Texas Government Newsletter (TGN) was originally published 40 times a year during the regular college school year, as a weekly publication edited primarily for college students who are taking Texas Government courses. The publication is typically subscribed to by college Texas-Government professors on behalf of their students to keep their students abreast of current events, politics, and the Texas Legislature.
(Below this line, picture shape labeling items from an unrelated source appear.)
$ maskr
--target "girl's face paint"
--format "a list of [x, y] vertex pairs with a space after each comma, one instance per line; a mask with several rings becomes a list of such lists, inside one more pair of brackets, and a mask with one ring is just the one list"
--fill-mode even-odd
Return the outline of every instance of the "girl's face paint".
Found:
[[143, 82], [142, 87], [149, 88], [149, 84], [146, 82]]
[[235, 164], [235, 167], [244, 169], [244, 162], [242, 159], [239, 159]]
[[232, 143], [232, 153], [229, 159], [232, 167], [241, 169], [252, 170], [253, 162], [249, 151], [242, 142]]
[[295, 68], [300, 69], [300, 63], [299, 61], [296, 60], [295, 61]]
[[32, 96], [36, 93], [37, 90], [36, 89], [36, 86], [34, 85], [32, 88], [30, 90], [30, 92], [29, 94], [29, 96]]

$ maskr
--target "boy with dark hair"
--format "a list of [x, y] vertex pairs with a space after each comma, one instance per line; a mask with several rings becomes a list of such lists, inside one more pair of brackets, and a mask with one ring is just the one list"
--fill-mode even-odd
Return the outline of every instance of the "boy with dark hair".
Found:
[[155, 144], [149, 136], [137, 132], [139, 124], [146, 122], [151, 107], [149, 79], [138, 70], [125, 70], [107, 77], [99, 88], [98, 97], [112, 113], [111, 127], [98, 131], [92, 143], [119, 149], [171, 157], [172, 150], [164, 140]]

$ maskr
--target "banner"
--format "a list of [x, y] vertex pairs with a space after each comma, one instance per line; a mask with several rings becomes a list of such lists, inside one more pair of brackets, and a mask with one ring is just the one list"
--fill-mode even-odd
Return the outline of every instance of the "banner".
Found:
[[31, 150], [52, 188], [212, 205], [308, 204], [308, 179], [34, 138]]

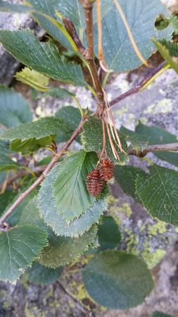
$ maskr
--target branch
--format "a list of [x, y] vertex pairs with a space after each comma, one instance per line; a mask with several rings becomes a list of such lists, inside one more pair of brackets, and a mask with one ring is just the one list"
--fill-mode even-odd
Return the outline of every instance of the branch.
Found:
[[129, 155], [135, 155], [139, 157], [145, 156], [148, 152], [160, 152], [163, 151], [178, 151], [178, 143], [170, 143], [169, 144], [148, 145], [143, 151], [136, 151], [134, 149], [129, 148]]
[[94, 313], [89, 311], [86, 307], [84, 307], [82, 304], [80, 303], [75, 298], [74, 298], [70, 294], [69, 294], [67, 290], [64, 288], [64, 287], [59, 282], [56, 282], [55, 285], [62, 291], [64, 292], [65, 296], [68, 297], [70, 300], [72, 300], [75, 305], [77, 306], [77, 309], [80, 309], [81, 311], [82, 311], [86, 316], [90, 316], [90, 317], [96, 317]]
[[5, 220], [12, 213], [12, 212], [15, 209], [15, 208], [20, 204], [21, 201], [31, 192], [34, 188], [36, 188], [45, 178], [47, 173], [52, 168], [54, 164], [57, 162], [57, 161], [63, 155], [63, 154], [67, 151], [69, 146], [74, 141], [74, 139], [77, 137], [77, 136], [80, 134], [80, 130], [82, 128], [82, 125], [84, 121], [87, 120], [87, 117], [84, 116], [81, 120], [79, 125], [77, 129], [74, 131], [70, 138], [67, 141], [65, 144], [63, 146], [61, 150], [60, 150], [56, 154], [54, 154], [52, 160], [48, 164], [42, 174], [37, 178], [37, 180], [30, 186], [25, 192], [21, 193], [17, 200], [13, 204], [13, 205], [8, 209], [8, 211], [3, 215], [3, 216], [0, 218], [0, 225], [3, 223]]
[[88, 39], [88, 54], [85, 56], [87, 61], [88, 61], [89, 66], [92, 73], [95, 87], [97, 92], [97, 97], [98, 100], [97, 113], [100, 113], [100, 110], [105, 106], [105, 101], [103, 88], [99, 80], [97, 69], [96, 67], [96, 63], [94, 58], [94, 27], [93, 27], [93, 4], [89, 1], [89, 0], [80, 0], [82, 6], [83, 6], [86, 25], [87, 25], [87, 34]]
[[136, 94], [136, 92], [139, 92], [140, 89], [142, 88], [146, 82], [148, 82], [153, 77], [155, 76], [155, 75], [158, 73], [161, 68], [163, 68], [163, 66], [165, 65], [165, 61], [163, 61], [161, 63], [158, 67], [156, 67], [151, 73], [146, 77], [141, 82], [140, 82], [136, 86], [134, 87], [133, 88], [131, 88], [131, 89], [128, 90], [128, 92], [125, 92], [124, 94], [121, 94], [120, 96], [117, 97], [115, 99], [112, 100], [112, 101], [110, 102], [109, 105], [110, 106], [113, 106], [114, 104], [117, 104], [119, 101], [121, 101], [121, 100], [125, 99], [129, 96], [131, 96], [132, 94]]

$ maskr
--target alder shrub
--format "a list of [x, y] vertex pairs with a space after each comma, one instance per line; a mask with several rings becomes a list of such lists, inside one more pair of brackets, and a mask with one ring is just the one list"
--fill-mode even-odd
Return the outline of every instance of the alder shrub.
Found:
[[[178, 73], [172, 18], [160, 0], [53, 0], [50, 5], [40, 0], [25, 5], [0, 1], [0, 9], [30, 13], [48, 35], [39, 42], [29, 29], [0, 30], [3, 46], [25, 66], [16, 78], [41, 92], [41, 98], [71, 97], [77, 106], [33, 121], [23, 97], [0, 86], [0, 279], [15, 283], [25, 272], [30, 280], [53, 282], [87, 251], [91, 256], [80, 271], [94, 300], [110, 309], [134, 307], [154, 283], [142, 259], [117, 248], [120, 230], [112, 217], [103, 215], [107, 182], [115, 175], [152, 217], [177, 226], [178, 173], [151, 161], [148, 173], [123, 163], [130, 154], [143, 158], [153, 151], [177, 167], [178, 144], [175, 135], [141, 123], [134, 132], [124, 127], [117, 131], [111, 107], [143, 90], [167, 68]], [[167, 27], [156, 30], [160, 14]], [[104, 87], [110, 73], [147, 65], [157, 49], [165, 61], [109, 103]], [[51, 87], [49, 78], [90, 89], [95, 112], [80, 105], [70, 91]], [[74, 140], [79, 149], [69, 154]], [[30, 169], [30, 158], [43, 149], [53, 155]]]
Each issue is devoted one-half to current events of the week related to the Government of Texas and politics, and the other half to an in-depth look at a single current topic.

The publication was founded in 1973 by Charles W. Deaton (Publisher and Editor), an observer of Texas government and politics, and author of "The Year They Threw The Rascals Out". It was then sold in 1979 to businessman and writer Donald G. Martin, and then in 1983 to Thomas L. Whatley, currently Director of the House Research Organization,. In 1996 Whatley sold the publication to a group of owners who changed the name to Texas Government News and changed the format of the newsletter.

The original publication and its articles are still routinely referred to in numerous college government textbooks and other publications such as Texas State Historical Association publications, and the Institute of Public Affairs at the University of Texas.

In addition, each biennium TGN published a new issue of the "Voter's Guide" series of periodicals on the Texas Legislature recapping the most important votes of the legislative session.